To improve you often have to adjust, adapt and change tools, parts and tactics. Tools are tools. My racing bike is a tool/machine to get me from A to B safely and as quick as possible if I am racing. I change the parts, either as they wear, or to improve or lighten the machine in the hope of improvements. The same with the tools. I respect tools, but an old tool is just that. It is not a precious museum piece, of deserving to be in a display cabinet, but one I have bought to use. I am not afraid to file, grind or upgrade, as I have the skills and tools, these things either in my genes or learned over many years of reading, watching and doing. I have a very nice and heavy, short Record/Marples No.5 with Bubinga woodwork and a Cosman blade and chipbreaker that works very well. A good tool to use.


----------



## jimi43 (17 Jul 2011)

Well at least you have Bubinga handles on it Mike! =D> 

I agree with your right to an opinion even if I disagree with that opinion....this is the issue.
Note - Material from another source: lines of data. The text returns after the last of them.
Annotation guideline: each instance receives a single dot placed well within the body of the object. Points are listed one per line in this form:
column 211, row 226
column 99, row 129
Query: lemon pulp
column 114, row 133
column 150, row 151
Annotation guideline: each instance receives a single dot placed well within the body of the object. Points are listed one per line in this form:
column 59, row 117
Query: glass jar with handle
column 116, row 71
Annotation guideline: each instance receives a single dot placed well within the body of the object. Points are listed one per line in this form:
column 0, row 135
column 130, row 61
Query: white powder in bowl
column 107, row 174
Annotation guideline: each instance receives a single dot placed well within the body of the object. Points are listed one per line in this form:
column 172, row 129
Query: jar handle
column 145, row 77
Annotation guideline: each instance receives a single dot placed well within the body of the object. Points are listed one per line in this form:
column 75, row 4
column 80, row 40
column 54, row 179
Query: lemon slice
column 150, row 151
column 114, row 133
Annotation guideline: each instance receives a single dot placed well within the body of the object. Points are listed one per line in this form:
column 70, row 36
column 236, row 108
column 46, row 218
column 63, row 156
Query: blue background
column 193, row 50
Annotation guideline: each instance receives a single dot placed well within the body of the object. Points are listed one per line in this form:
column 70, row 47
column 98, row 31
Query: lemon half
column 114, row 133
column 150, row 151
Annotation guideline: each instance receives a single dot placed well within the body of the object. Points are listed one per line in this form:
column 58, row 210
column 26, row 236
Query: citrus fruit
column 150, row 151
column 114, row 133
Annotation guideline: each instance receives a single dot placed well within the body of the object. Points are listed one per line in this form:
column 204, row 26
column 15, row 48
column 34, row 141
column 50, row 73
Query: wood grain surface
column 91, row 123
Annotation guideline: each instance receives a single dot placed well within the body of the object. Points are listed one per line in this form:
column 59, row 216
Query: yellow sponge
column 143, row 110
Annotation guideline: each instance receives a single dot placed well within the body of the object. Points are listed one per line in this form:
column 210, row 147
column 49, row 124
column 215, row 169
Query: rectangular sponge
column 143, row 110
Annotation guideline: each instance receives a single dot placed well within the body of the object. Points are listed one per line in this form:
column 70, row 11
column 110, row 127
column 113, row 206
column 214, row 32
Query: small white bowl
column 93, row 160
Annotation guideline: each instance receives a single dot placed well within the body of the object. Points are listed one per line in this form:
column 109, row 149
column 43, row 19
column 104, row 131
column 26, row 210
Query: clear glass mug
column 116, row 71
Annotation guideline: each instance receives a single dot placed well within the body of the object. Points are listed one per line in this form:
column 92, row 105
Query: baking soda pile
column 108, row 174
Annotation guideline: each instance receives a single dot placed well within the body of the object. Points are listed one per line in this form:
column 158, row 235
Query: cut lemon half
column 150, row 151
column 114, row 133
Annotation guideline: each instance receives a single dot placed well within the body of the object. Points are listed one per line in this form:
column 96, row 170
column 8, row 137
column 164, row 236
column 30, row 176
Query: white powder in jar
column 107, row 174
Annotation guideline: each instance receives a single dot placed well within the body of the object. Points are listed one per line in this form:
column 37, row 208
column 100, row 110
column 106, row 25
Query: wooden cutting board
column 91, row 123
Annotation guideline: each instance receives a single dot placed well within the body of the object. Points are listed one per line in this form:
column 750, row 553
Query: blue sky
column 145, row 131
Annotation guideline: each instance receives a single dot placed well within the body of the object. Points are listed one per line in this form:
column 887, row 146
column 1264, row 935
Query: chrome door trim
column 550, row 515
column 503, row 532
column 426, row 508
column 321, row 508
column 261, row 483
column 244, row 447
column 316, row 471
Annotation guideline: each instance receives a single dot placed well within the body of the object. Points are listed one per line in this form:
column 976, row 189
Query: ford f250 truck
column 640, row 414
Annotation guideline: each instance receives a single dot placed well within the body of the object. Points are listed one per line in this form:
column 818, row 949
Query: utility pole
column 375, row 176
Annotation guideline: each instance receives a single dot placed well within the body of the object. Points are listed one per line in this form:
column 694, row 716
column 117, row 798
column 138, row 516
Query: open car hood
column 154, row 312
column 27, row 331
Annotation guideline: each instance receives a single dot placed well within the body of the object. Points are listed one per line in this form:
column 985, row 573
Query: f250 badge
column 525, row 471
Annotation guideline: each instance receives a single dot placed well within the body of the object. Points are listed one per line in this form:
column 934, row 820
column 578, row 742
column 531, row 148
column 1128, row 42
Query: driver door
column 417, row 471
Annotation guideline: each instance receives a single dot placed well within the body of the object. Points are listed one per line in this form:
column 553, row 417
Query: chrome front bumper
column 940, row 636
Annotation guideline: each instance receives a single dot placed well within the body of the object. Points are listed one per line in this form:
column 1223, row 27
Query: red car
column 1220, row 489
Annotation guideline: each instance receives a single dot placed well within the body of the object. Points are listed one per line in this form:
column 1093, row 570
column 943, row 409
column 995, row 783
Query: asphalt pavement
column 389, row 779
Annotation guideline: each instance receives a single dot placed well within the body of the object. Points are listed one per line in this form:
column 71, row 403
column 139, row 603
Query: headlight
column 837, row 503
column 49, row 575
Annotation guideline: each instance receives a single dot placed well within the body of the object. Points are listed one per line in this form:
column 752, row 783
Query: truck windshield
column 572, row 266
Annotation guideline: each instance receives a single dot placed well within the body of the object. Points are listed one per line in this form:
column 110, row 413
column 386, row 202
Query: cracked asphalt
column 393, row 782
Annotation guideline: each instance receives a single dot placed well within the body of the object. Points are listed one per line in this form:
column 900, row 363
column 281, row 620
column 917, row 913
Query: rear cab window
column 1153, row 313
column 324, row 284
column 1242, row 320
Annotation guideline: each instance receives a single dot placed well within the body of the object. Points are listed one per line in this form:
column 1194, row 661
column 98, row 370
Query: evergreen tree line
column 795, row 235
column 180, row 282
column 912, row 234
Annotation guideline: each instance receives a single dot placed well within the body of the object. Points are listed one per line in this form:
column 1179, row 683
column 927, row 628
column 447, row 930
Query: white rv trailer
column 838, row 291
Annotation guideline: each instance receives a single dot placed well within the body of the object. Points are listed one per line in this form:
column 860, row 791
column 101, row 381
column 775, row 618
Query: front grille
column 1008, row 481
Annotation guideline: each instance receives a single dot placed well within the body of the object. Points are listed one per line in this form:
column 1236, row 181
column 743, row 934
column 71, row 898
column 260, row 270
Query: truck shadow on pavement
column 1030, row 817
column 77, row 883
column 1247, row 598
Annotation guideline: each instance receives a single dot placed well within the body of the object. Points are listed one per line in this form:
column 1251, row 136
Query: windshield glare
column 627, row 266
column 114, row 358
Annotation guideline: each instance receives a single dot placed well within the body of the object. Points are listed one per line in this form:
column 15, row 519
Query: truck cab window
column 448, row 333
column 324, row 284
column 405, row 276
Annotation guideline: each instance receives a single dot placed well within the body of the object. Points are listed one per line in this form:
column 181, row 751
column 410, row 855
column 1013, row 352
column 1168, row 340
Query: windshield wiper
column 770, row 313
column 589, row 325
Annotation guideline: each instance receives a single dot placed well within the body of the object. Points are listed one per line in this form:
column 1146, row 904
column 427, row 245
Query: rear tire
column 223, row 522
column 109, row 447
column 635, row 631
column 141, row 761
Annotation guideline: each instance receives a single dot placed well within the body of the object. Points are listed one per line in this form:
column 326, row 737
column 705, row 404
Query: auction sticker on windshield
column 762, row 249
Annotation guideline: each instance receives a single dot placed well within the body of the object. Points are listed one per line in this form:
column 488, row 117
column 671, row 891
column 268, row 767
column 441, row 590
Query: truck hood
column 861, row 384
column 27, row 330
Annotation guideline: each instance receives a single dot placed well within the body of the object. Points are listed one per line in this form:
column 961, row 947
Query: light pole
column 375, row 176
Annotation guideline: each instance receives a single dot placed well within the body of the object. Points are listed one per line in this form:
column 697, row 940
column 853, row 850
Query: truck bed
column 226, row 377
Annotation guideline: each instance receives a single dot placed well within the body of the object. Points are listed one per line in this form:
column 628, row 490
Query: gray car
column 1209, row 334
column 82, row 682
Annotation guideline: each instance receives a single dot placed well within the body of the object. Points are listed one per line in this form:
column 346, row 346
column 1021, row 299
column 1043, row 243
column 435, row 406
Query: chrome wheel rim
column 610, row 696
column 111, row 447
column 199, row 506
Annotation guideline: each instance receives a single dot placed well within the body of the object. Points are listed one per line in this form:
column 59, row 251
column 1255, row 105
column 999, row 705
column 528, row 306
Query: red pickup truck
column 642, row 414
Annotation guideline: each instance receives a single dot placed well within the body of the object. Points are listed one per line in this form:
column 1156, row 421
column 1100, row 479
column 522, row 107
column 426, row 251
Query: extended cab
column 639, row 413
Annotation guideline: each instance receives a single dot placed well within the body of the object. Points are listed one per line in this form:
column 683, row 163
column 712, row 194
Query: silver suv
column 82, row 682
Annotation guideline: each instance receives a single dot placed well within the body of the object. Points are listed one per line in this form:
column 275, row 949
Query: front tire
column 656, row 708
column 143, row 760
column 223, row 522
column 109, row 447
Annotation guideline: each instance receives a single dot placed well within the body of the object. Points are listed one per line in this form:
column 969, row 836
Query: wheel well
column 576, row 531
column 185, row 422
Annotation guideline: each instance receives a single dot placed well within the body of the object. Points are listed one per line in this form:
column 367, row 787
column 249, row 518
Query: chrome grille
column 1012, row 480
I think that some tools are as, if not more beautiful than most works of art...indeed some are works of art.

There are some who think this way and thankfully...through their work and research...the history of our great hobby/profession will be preserved for our kids and grandkids...

Anyway...that's my view...we are off track here...

Jim


----------



## ali27 (18 Jul 2011)

I can say that even with my limited experience tuning
a plane and woodworking in general, I filed the mouth
of my stanley to fit a thicker blade. 

It's quite easy, just determine how much you need to
open the mouth and then with a square draw the line
and start filing.

Much improved performance! AND the plane looks exactly
the same. 

Better performance and the tool looks the same(actually better
with the new thicker blade and chipbreaker).

Ali


----------



## Mike Wingate (19 Jul 2011)

I have found my Japanese Laminated steel blade. Sharpened it (another story for another time) and honed it on abrasive papers and 8000 grit ceramic. It is a 2" blade and fits my 4 and 5 planes without any adjustments. It planes Maple and Oak really well, Iroko really well and Ebony. Is it better than the Rob Cosman? It is good! A new one costs £40 plus, uses a standard back iron and fits a plane with no filing. It has a 2mm thick blade. I will get a 2 3/8" for my other planes. What do I do about a back iron. Clifton 2 piece or whatever Record/Stanley I have?


----------



## beech1948 (19 Jul 2011)

So lets see.
I might have to file back the mouth of my plane even though CBT says not.
I have to pay £75 for the steel.

To me that's the rub. £75 is too much for a plane blade. I think that Rob Cosman's name adds nothing and this use of his name only detracts from his talent and skills. There is no way that blades should cost so much with so little, so very little added value. Great marketing but essentially you pay for the privilege of buying a blade with a well known personality name attached not for the product or functionality.

Now you wont all agree of course. So I'm going to find some O1 and if possible some A2 steel and turn out my own blades, should give my mill a work out. I'll let you know how it goes and if I burn the workshop down when heat treating.
Alan


----------



## Blister (19 Jul 2011)

> essentially you pay for the privilege of buying a blade with a well known personality name attached



Isn't that the same if you buy a plane ? LN Veritas Clifton + the top end hand made market , They all plane wood but at different prices


----------



## condeesteso (19 Jul 2011)

Mike - tell us more - exactly which blade, where from etc. I know that filing the mouth is no big deal, but it does feel a bit like butchery to me on an old plane. So any other option is of real interest to me, and I do like laminated blades.


----------



## Vann (20 Jul 2011)

Mike Wingate":14nwajye said:


> What do I do about a back iron. Clifton 2 piece or whatever Record/Stanley I have?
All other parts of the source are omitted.